Terbayang betapa susahnya rakyat negri ini, dibuat untuk tetap prihatin dan mawas diri ditengah kelimpahan berkah. Ibarat mengawinkan perilaku semut ke diri si jangkrik.
Menjaga kesehatan di saat bugar dianggap suatu keanehan. Lebih celakanya lagi, jika tubuh sakit akibat foya-foya lalu pemerintah yang disuruh menanggung.
Seperti musim dingin tiba, jangkrik mengigil tanpa cadangan makanan dan ia merasa berhak merampas tabungan si semut.
Upaya promotif preventif atau membayar pajak dan menabung, tidak pernah jadi ikon favorit. Malah dianggap menyusahkan dan merusak suasana.

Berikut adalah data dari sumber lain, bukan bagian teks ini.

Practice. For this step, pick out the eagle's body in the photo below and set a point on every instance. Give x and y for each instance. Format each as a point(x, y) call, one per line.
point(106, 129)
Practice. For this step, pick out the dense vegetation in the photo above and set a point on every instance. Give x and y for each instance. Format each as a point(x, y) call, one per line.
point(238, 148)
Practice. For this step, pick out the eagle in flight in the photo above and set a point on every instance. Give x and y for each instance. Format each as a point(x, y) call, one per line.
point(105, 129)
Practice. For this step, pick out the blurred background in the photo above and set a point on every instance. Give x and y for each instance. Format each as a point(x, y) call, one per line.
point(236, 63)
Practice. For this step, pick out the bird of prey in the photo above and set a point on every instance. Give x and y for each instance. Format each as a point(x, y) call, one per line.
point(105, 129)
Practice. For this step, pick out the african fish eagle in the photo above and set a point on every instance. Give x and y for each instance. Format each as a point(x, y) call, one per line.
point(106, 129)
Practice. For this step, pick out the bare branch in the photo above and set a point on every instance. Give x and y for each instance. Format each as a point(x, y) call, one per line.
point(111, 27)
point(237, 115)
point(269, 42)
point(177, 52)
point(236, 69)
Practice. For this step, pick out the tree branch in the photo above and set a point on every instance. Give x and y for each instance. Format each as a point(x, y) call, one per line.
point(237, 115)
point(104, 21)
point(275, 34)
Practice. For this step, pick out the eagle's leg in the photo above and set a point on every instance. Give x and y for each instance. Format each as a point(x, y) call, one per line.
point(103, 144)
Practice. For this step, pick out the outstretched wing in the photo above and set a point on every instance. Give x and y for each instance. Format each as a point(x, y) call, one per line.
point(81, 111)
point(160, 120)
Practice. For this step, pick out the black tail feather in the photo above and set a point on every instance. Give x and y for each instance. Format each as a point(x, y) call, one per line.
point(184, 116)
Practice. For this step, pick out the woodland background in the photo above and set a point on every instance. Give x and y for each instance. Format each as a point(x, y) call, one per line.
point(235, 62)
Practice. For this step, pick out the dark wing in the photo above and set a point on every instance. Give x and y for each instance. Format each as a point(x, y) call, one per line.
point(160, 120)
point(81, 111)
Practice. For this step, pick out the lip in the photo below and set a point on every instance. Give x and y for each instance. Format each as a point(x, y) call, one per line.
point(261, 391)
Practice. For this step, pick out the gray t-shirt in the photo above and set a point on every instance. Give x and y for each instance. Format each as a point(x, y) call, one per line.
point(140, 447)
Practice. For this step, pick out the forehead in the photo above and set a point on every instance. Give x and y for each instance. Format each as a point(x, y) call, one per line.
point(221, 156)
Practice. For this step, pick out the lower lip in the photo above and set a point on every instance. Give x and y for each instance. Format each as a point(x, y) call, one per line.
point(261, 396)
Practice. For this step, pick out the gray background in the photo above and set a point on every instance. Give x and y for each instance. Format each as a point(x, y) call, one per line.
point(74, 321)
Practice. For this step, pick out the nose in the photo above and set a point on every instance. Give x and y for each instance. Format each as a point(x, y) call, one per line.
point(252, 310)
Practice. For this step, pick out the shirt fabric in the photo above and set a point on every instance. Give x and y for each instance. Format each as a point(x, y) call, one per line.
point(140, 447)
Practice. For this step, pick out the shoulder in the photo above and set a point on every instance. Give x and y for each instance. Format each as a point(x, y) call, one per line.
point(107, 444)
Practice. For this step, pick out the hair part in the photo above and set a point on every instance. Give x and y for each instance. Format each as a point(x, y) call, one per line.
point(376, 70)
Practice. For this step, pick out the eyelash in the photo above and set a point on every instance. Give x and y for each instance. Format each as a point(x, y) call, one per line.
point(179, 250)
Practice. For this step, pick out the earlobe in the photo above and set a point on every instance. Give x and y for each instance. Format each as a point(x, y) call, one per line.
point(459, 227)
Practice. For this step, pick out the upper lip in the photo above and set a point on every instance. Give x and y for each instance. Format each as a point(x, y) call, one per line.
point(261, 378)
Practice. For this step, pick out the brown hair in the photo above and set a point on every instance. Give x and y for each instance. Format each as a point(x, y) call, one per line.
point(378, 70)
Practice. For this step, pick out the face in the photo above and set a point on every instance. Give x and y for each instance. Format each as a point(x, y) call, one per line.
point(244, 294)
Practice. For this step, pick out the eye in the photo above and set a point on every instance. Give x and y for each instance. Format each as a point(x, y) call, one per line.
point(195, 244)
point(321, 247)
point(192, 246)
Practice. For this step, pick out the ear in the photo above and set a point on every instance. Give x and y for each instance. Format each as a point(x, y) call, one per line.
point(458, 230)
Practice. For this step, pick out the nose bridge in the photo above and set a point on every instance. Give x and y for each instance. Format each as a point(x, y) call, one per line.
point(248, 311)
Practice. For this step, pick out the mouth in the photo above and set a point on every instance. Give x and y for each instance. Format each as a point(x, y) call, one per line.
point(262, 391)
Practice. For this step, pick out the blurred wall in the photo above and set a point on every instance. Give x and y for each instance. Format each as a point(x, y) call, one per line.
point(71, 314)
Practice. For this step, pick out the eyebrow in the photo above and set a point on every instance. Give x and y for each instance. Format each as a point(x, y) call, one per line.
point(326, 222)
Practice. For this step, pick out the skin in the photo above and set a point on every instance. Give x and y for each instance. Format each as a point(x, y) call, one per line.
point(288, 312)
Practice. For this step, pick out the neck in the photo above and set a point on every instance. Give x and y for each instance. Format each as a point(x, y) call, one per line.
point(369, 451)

Bahkan sebagian besar orang cenderung menghindarinya, lari dari kewajiban.
Begitu banyak usaha telah dikerahkan untuk mengubah paradigma dari ‘spending to saving’, dari mengobati menjadi mencegah.

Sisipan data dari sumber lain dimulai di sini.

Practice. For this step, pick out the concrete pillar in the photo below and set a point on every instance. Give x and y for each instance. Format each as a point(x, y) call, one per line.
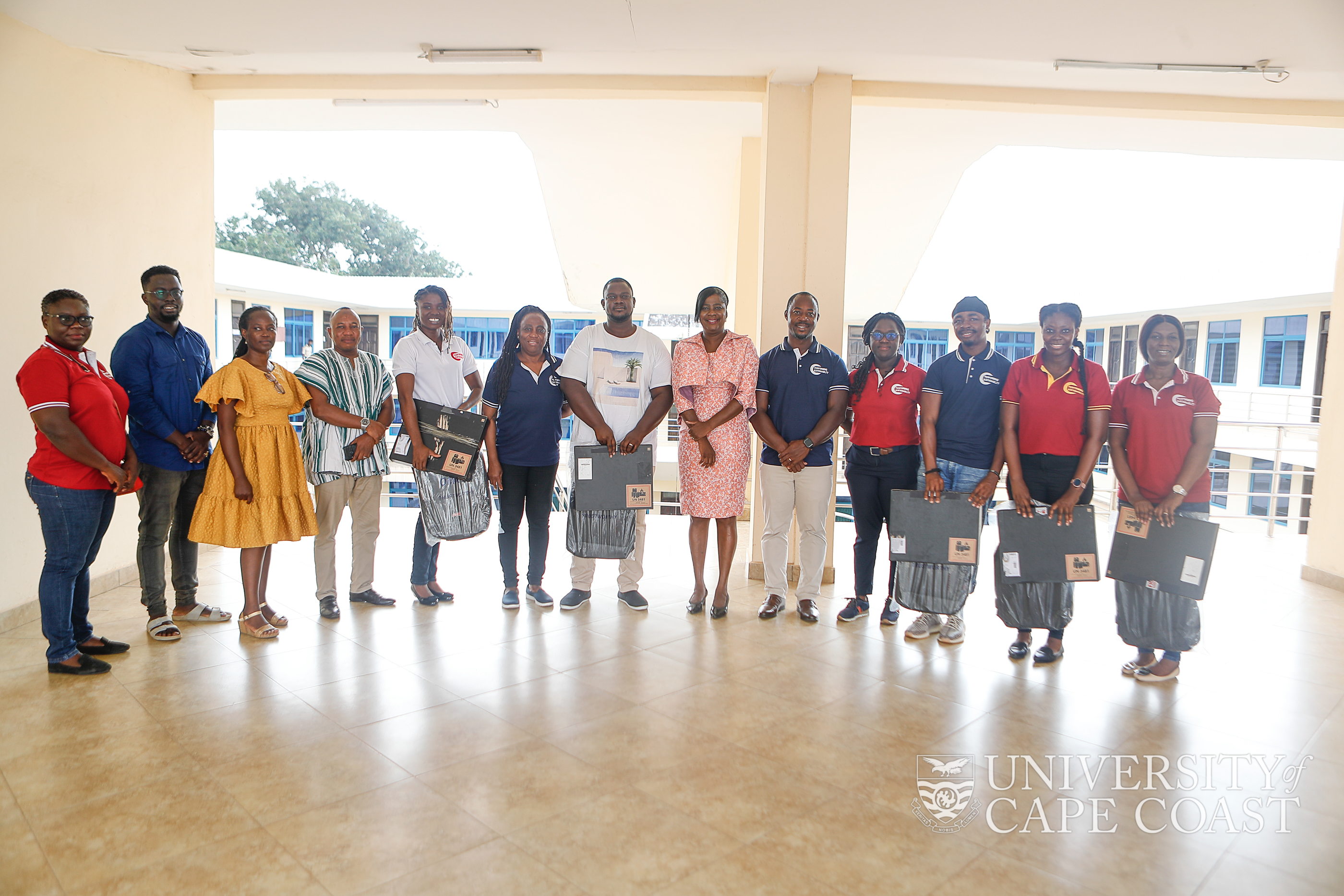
point(1324, 561)
point(804, 219)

Lebih banyak gagalnya ketimbang berhasil. Kok bisa? Ini semua akibat ‘gagal paham’ – begitu istilah zaman sekarang.
[Baca juga : Gizi, Vaksinasi, Edukasi: Tiga Pilar Membangun Generasi]

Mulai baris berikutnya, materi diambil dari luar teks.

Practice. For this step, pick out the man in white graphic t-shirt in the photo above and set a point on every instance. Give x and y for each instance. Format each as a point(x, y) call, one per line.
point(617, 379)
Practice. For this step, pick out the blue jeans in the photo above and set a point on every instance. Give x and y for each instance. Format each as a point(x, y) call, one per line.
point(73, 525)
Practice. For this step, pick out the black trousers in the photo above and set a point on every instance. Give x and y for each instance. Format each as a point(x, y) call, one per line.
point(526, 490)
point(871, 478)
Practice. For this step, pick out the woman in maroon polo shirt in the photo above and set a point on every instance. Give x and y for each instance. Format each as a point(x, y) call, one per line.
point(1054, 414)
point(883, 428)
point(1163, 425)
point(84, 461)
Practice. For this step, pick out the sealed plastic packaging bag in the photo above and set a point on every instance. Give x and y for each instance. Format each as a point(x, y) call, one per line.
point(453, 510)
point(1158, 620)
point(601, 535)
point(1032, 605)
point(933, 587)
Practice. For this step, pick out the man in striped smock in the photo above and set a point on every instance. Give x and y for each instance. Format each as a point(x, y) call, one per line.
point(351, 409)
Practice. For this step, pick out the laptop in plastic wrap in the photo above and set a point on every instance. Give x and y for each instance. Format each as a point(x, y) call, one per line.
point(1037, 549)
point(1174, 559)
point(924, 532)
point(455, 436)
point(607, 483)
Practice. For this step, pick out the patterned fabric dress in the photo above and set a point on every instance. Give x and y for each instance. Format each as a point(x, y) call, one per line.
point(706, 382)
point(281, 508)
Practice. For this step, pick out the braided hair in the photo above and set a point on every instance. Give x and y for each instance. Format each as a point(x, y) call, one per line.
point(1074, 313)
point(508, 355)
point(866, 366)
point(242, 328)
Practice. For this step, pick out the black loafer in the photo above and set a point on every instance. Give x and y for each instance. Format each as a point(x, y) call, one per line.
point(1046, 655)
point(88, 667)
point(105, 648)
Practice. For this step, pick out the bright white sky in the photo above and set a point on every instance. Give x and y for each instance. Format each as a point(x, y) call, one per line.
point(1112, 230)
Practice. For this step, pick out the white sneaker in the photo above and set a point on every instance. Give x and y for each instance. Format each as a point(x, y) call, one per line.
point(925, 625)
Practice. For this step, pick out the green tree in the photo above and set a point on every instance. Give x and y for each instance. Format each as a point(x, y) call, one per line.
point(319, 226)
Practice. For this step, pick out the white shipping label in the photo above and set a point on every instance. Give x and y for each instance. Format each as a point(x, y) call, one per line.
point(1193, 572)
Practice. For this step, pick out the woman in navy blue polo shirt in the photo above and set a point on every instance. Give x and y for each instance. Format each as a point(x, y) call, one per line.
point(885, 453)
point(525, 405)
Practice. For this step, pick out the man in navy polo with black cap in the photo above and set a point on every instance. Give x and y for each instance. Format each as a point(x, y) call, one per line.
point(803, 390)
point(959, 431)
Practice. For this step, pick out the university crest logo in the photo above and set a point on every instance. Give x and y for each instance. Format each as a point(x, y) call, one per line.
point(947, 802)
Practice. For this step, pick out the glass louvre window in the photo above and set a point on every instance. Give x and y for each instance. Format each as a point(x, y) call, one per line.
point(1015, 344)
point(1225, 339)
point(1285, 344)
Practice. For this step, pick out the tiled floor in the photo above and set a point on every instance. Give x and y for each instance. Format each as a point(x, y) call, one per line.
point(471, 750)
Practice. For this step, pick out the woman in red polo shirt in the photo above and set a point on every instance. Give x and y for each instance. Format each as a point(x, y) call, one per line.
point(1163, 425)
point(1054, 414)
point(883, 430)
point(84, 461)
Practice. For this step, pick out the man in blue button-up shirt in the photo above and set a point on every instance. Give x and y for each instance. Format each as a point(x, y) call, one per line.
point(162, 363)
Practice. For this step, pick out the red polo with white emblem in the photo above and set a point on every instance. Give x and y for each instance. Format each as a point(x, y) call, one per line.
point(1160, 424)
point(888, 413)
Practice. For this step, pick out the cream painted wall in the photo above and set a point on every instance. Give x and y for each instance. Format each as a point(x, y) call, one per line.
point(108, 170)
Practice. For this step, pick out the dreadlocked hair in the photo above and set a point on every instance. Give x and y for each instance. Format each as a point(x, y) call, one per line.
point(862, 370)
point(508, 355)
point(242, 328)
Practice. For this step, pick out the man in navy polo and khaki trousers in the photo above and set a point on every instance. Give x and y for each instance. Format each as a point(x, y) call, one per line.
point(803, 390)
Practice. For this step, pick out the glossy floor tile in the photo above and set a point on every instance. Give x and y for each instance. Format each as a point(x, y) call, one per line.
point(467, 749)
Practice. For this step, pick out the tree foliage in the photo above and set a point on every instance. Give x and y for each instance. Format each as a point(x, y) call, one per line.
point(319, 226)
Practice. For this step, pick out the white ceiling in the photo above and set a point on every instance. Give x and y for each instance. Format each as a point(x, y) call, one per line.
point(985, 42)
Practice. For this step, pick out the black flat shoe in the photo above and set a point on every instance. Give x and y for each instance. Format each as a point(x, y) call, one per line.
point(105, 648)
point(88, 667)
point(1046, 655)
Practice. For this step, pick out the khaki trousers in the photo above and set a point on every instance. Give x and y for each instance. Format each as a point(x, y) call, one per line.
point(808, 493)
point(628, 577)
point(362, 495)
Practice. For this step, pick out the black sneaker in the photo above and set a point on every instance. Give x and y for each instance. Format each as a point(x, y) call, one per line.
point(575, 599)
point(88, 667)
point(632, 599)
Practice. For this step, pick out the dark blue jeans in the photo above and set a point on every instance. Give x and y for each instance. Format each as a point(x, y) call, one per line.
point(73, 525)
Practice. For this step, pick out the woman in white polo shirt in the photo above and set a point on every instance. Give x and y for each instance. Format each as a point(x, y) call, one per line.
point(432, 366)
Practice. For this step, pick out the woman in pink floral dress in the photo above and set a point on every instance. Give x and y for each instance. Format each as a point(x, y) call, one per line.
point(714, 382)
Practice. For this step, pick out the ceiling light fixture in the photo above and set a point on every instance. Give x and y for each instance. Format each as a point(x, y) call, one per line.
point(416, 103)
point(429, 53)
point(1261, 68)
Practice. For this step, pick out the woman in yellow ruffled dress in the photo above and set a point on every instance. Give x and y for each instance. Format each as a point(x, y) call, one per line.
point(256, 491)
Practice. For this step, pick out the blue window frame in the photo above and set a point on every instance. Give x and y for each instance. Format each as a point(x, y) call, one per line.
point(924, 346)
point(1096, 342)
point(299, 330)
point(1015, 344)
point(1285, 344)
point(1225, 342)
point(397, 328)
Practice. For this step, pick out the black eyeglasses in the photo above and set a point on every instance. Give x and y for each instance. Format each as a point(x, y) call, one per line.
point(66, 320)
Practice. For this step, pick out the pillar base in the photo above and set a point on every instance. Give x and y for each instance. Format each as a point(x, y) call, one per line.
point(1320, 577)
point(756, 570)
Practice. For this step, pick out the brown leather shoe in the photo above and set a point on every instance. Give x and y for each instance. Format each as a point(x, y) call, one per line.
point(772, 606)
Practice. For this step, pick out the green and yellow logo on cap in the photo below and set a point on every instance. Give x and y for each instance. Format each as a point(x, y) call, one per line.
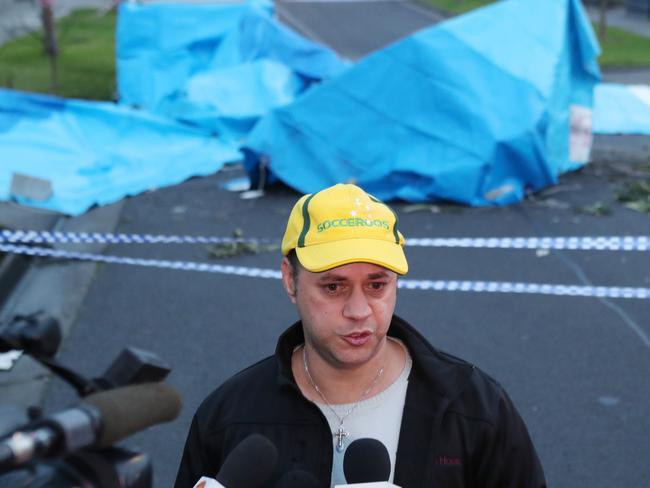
point(343, 224)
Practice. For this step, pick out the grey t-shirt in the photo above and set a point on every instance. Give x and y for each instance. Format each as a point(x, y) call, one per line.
point(378, 417)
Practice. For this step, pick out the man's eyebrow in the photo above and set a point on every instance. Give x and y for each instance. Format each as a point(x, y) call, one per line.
point(331, 277)
point(381, 274)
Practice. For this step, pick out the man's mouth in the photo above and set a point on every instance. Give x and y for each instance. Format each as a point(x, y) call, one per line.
point(357, 338)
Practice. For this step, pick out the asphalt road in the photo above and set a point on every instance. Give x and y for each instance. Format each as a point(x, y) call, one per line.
point(577, 368)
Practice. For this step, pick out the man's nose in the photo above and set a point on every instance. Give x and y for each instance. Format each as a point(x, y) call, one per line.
point(357, 306)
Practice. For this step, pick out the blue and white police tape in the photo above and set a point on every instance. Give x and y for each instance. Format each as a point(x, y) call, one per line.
point(587, 243)
point(436, 285)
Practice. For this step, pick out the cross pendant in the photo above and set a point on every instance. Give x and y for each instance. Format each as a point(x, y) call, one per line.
point(340, 435)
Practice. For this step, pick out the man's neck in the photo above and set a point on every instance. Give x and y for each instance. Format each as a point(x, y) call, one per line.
point(341, 385)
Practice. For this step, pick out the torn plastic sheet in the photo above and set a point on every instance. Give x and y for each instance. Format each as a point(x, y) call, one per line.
point(622, 109)
point(222, 76)
point(97, 152)
point(477, 110)
point(160, 45)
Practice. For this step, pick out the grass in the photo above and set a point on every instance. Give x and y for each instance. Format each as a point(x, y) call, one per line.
point(86, 62)
point(620, 48)
point(87, 53)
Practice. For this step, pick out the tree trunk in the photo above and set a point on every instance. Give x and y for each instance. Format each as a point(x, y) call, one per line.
point(49, 43)
point(602, 22)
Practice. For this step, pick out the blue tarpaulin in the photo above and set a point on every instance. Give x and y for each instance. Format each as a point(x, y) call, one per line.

Selama publik belum memahami ‘mengapa’ orang perlu bayar pajak, ‘mengapa’ perlu mencegah penyakit sebelum datang, maka mustahil gembar-gembor program bisa berjalan. Alih-alih dikerjakan, publik jaman yang rentan hoax, malah menyimpan tuduhan dan sangkaan.
Genjotan bayar pajak dikira karena negara bangkrut. Diajak hidup sehat mencegah penyakit mengandaikan vaksinasi adalah teori konspirasi.
Dihimbau ikut KB membina keluarga kecil tapi sejahtera menimbulkan kecurigaan melawan kodrat alam dan hukum (lagi-lagi) agama.